Is your head spinning from all of this? Here's a table to break down everything:

 

Key Tax Factors House Flippers Should Know About: Understanding Taxes on Flipping Houses
Tax Factor What It Means for House Flippers
Federal Income Tax Brackets (2025) Tax rates range from 10% to 37%. For example, single filers earning up to $11,925 are taxed at 10%, while those over $626,350 fall into the 37% bracket. Rates vary based on filing status.
Duration of Property Ownership Properties sold in under a year are taxed as ordinary income. Holding a property for over a year may qualify you for long-term capital gains tax (0%, 15%, or 20%).
Self-Employment Tax Flipping income is considered active income and may be subject to a 15.3% self-employment tax—12.4% for Social Security and 2.9% for Medicare.
State Income Taxes On top of federal taxes, you may owe state income tax depending on where you live. Rates and rules vary by state.

 

Capital Gains Tax On Flipping A House

If you're flipping houses, it's important to understand how capital gains taxes actually work and why most flippers don’t qualify for the lower long-term rates typically associated with real estate investing.

Capital Gains vs.

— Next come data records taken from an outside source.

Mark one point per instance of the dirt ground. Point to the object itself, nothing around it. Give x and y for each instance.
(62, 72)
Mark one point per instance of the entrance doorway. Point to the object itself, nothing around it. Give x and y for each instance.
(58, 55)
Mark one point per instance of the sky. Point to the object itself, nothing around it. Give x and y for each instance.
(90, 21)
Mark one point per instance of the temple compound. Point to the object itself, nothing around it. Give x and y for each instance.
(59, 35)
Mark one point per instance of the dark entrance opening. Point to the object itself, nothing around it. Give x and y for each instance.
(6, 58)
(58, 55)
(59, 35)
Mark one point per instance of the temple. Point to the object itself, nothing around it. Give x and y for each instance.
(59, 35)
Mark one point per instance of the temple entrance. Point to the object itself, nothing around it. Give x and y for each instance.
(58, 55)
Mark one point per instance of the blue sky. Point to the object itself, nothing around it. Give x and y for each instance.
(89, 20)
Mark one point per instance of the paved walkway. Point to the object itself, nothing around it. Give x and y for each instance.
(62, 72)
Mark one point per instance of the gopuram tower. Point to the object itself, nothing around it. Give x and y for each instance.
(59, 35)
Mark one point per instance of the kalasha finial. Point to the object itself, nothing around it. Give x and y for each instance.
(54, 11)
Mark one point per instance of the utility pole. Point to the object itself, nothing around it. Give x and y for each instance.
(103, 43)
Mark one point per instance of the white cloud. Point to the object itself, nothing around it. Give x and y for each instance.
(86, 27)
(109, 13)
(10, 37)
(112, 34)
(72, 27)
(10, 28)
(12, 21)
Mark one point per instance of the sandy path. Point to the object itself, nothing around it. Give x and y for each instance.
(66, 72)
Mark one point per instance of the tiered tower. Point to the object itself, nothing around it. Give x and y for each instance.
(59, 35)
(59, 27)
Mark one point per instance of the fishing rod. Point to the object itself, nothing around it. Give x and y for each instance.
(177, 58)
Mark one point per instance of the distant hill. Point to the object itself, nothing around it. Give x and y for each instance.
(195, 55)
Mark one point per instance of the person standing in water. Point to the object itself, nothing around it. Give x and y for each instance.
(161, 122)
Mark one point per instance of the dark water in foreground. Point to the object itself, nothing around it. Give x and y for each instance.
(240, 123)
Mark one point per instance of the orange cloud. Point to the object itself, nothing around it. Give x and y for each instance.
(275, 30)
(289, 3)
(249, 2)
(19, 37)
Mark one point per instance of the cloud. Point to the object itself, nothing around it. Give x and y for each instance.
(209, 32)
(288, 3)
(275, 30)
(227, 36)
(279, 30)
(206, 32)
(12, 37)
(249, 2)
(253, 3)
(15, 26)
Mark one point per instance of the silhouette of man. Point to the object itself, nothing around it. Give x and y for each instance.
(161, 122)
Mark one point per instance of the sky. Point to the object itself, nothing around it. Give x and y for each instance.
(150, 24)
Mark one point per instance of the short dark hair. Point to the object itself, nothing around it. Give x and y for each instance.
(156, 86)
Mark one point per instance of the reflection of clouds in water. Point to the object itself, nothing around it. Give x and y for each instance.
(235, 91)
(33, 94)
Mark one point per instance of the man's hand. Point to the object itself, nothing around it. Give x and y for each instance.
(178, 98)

Ordinary Income: What’s the Difference?

Most real estate investors benefit from long-term capital gains tax rates when they hold properties for over a year. These rates are usually 0%, 15%, or 20% depending on your income. But house flipping is treated differently.

Since flipped properties are usually bought and sold within a short timeframe, they fall under short-term capital gains. But in most cases, the IRS doesn’t treat flips as investments at all; they’re considered active income.

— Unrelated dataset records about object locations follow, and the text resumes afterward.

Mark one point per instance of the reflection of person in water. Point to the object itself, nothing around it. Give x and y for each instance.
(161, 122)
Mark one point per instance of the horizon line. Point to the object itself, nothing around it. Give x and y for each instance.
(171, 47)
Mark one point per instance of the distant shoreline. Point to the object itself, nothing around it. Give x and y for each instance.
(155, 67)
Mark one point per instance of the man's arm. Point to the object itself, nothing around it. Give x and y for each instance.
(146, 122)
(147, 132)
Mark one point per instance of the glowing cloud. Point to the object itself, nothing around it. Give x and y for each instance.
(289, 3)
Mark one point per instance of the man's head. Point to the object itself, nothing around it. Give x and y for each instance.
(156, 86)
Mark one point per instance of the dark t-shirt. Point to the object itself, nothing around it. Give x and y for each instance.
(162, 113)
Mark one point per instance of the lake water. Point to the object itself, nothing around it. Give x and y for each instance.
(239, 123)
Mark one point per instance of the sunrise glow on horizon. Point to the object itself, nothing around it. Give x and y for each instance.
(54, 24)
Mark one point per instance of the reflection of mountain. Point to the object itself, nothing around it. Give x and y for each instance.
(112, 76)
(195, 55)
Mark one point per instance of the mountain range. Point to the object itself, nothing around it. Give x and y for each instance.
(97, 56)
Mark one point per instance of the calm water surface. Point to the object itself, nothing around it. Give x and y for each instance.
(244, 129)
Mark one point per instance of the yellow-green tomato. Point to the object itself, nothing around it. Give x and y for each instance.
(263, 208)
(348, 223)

Here’s why most flippers don’t qualify for capital gains treatment:
  • Short-Term Holding: Houses sold within a year are taxed at your regular ordinary income tax rate.
  • Self-Employment Tax: Active flippers typically owe an additional 15.3% self-employment tax on net profits.
  • Dealer Status: If you flip often, the IRS may classify you as a real estate dealer. That means your profits are taxed as business income, not capital gains.
  • No Capital Asset Treatment: Dealer property is treated as inventory, not a capital investment, so it doesn’t qualify for long-term capital gains rates.

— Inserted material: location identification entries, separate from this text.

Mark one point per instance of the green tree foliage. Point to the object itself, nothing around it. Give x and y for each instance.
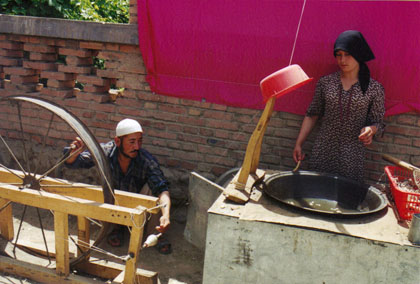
(115, 11)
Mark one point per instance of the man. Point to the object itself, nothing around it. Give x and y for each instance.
(133, 169)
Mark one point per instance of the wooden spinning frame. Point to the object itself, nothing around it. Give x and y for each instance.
(65, 198)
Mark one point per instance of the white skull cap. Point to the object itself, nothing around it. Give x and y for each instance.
(127, 126)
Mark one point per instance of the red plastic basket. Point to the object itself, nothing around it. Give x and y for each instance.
(408, 203)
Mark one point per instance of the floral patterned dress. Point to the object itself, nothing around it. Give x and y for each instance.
(343, 114)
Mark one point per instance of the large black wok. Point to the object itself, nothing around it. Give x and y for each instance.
(325, 193)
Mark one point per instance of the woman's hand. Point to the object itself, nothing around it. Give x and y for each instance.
(366, 134)
(297, 154)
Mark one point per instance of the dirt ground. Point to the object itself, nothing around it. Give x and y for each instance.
(183, 265)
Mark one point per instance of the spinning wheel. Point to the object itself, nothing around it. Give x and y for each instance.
(32, 130)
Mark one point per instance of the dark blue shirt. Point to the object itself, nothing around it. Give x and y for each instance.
(143, 168)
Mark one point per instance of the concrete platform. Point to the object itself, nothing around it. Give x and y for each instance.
(265, 241)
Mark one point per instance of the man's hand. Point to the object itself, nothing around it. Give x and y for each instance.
(76, 147)
(164, 224)
(165, 221)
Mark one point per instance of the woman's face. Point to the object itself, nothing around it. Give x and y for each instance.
(346, 62)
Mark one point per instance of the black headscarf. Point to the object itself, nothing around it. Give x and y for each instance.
(354, 43)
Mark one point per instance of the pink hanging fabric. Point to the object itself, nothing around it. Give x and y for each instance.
(218, 51)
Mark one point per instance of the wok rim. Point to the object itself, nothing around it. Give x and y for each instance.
(370, 189)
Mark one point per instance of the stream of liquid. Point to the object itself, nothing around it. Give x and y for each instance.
(325, 205)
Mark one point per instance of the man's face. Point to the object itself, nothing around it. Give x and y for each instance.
(130, 144)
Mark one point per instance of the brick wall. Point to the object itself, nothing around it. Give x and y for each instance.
(184, 135)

Dealer Status and Taxes on Flipping Houses

Once you start flipping regularly, the IRS will likely see your activity as a business. This shifts how you're taxed in a major way:

  • You’ll be taxed at your full income tax rate, based on your federal tax bracket.
  • You may owe state income taxes on top of federal taxes.
  • Your profits are subject to self-employment tax if you’re actively running a flipping business.
  • You won’t get to claim capital gains tax benefits, even if you held the property for several months.

Unless you hold the property for over a year—and meet all the conditions to be treated as an investor—you’ll be taxed like a business owner. That means ordinary income tax, self-employment tax, and possibly state taxestaxes on flipping houses before your first deal can save you thousands and help you build a sustainable, profitable business.

Read Also: Tax On Rental Income: How Much To Pay & More

Capital Gains Tax Rates For 2025

Understanding how capital gains are taxed in 2025 is a key part of planning for taxes on flipping houses. While most flip profits are taxed as ordinary income due to short-term holding periods, it’s still important to know how long-term capital gains work, especially if you hold a property for over a year or mix flipping with buy-and-hold strategies.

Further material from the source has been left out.